Endangered Species Act (ESA) compliance can take more than one route, and DOTs often use the Section 7 process for ESA compliance. However, there are alternate pathways towards compliance, even for activities with a federal nexus. The habitat conservation plan (HCP) tool provided through Section 10 of the ESA is very flexible and can address a wide range of projects and activities. Since the first large-scale multi-species HCPs in the 1990s, HCPs have become a popular tool to streamline Endangered Species Act (ESA) compliance and provide effective mitigation programs. To date, there are over 850 approved HCPs in the country, with an increasing share being large-scale HCPs. However, confusion remains about whether and how to cover in HCPs projects and activities that may have a federal nexus and may be subject to a future ESA Section 7 consultation. Even for approved HCPs, some HCP implementing entities get conflicting direction about whether they can cover projects and activities that receive a subsequent federal permit, receive federal funding, or occur on federal land.
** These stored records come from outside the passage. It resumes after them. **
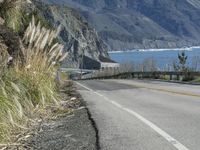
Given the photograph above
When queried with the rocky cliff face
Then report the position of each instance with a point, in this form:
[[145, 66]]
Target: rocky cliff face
[[77, 36], [129, 24]]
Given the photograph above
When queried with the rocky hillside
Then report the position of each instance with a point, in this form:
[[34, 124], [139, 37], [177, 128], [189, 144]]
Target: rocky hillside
[[77, 36], [129, 24]]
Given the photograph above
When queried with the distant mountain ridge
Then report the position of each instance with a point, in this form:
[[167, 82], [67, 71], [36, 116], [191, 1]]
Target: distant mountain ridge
[[133, 24]]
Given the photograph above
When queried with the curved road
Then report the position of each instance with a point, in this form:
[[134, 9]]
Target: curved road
[[144, 115]]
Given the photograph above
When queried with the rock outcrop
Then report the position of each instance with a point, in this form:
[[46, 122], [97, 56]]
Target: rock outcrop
[[132, 24], [77, 36]]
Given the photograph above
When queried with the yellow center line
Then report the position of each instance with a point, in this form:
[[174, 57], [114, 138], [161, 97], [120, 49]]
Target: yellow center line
[[168, 91]]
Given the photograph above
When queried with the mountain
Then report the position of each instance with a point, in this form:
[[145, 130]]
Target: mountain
[[132, 24], [76, 35]]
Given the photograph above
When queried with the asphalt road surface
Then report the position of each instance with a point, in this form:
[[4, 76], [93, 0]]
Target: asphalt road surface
[[144, 115]]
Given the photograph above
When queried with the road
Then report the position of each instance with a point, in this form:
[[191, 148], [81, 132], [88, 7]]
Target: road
[[144, 115]]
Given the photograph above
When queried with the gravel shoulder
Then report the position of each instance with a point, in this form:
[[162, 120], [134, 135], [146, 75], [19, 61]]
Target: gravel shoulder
[[76, 131], [69, 127]]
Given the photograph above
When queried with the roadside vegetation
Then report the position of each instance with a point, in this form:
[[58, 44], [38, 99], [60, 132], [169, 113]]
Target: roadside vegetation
[[27, 82]]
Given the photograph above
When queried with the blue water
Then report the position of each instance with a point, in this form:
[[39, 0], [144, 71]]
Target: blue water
[[161, 58]]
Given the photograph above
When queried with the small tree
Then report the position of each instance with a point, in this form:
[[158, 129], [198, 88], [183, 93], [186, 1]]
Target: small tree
[[181, 64]]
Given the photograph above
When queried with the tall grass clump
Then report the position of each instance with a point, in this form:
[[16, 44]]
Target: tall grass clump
[[29, 83]]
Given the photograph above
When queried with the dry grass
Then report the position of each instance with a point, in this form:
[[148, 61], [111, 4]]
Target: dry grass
[[31, 85]]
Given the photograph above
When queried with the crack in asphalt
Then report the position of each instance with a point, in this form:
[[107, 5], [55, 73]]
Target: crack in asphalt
[[94, 125]]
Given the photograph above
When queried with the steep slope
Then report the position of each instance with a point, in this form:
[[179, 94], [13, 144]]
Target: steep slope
[[129, 24], [77, 36]]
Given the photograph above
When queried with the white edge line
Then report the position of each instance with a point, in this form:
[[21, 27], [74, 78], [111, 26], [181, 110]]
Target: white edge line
[[161, 132]]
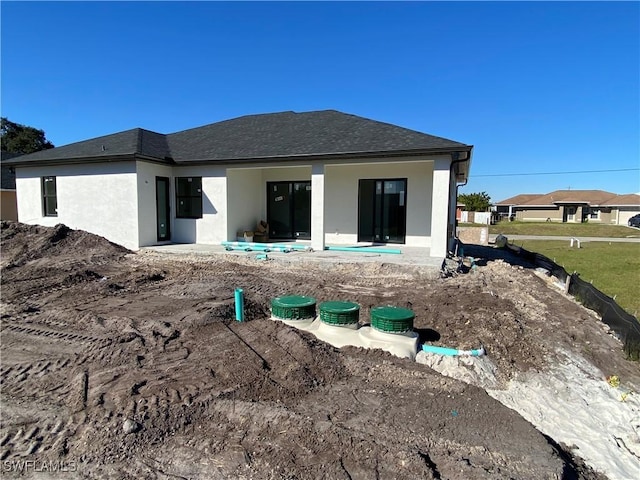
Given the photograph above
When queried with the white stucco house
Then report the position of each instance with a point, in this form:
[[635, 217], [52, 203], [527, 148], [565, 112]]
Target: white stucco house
[[324, 176]]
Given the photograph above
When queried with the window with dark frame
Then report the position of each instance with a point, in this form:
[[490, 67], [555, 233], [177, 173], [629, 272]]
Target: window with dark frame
[[49, 197], [188, 197]]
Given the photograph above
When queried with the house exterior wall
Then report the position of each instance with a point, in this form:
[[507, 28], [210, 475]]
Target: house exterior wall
[[100, 198], [538, 214], [625, 213], [211, 229], [443, 193], [245, 200], [146, 187], [8, 205]]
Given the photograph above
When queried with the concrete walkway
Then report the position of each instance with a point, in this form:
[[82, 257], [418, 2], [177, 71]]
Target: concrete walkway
[[414, 256], [492, 238]]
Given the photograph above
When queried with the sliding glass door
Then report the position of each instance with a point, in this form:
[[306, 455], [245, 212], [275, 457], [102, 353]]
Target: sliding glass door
[[289, 210], [382, 211]]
While HCPs typically take longer to permit than through the Section 7 process, they offer several important benefits that will save budget and schedule in the long run. The permit term is long (e.g., 50 years). This provides operational consistency and assurance for DOTs with the need to plan projects in advance and finish within limited work windows. An HCP does not require the DOT to consult on project-by-project basis. An HCP can include non-listed species that are likely to become listed in the future and multiple rounds of federal grant assistance is available to fund the writing, implementation, and mitigation of an HCP. Finally, an HCP allows the agency to contribute to the conservation of species on a landscape level rather than mitigating on a project-by-project basis, an advantage that is particularly beneficial when planning for long-term improvements to wildlife movement.
This talk will explore and answer questions about the intersection of Section 7 and 10 such as: Can federal agencies besides USFWS and NMFS participate in an HCP? Can an HCP cover activities subject to a later Section 7 consultation? How can the Biological Opinion for the HCP streamline future Section 7 consultations? Can a lead federal agency ignore the HCP in a Section 7 consultation? What outside funding mechanisms are in place for Section 7 vs. Section 10? And finally, in an ideal world, how should Sections 7 and 10 work together in the context of a regional HCP?